The mere protest of the community center itself is making that claim.

citeable example of this?
 
i have liked, gotten along with, trusted, and literally placed my life in the hands of (and in turn, risked my life for) many Muslim individuals.

i do not trust the Islamist advocacy movements in the West, however; they have too often proved to be merely funneling groups (or apologists) to dangerous Islamist elements both here and abroad.



i've served with them; we were colocated with and responsible for training both Iraqi Army and Iraqi Police



quite the contrary; i had many positive experience with them as well as many negative experiences. when it comes to hospitality, their culture has ours beat to the point where it's almost embarrassing. my lord, what a spread they would make at the house meetings; it put me onto organic food for the rest of my life. Iraqi Police worked under conditions that you and I can't even imagine: as a member of the military, the worst that would happen to me is that I get killed. Iraqi Police faced the daily very realistic threat that, instead of them dying, someone would torture their family to death in retaliation for them standing up. Some of our IP's got caught alone at night; we would find pieces of them scattered across the city; brave men who had faced and paid a tab you and I can't even imagine in order to give their people some peace and security.

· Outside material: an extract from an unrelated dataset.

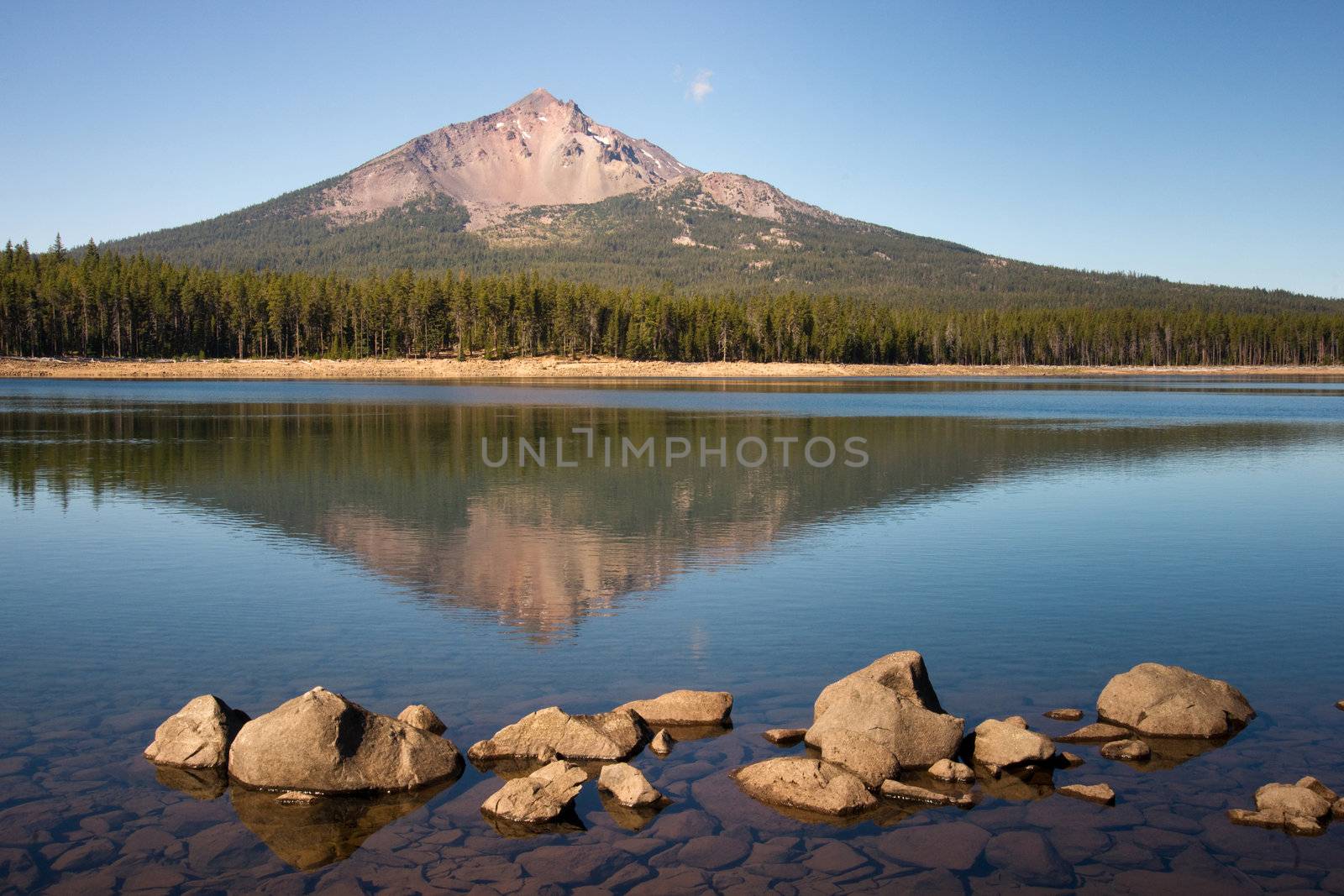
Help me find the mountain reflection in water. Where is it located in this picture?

do you have anything that you would be willing to risk your children being tortured to death for? yet they were willing to face that nightmare in order to protect their neighborhoods. I admit, I love my country, but it would be a strong temptation to just move rather than lose my kids.



well i have also met and interacted with the True Believers; the Islamists, members of AQI, etc. If ever you didn't believe there was such a thing as Evil in the world; that kind of experience would cure you.



yup, that's there too. It depends on where you are and who you are dealing with. In Afghanistan our biggest hamperence with regards to the locals is that the people think they can't trust us to protect them.... seems our Commander In Chief keeps making noises about pulling out in 2011...



i don't hate muslims. but i recognize what Islamism is, and I am aware of both it's pull to the general muslim population, and the threat that that represents to a weakened West.

Winner, cpwill. :good_job:
 
:roll: i would like to see a single citeable instance of either myself or O'Reilly making the claim that simply being a muslim makes you a terrorist?



citeable example of this?

CP, if you say, as he has, that the community center shouldn't be built due to 9/11, something done by Al Qaeda, terrorist, then you are comparing all muslims to terrorist. Without that comparaison, you cannot object to it being built due to 9/11, you cannot argue families will be insuulted, that it insults those who lost loved ones.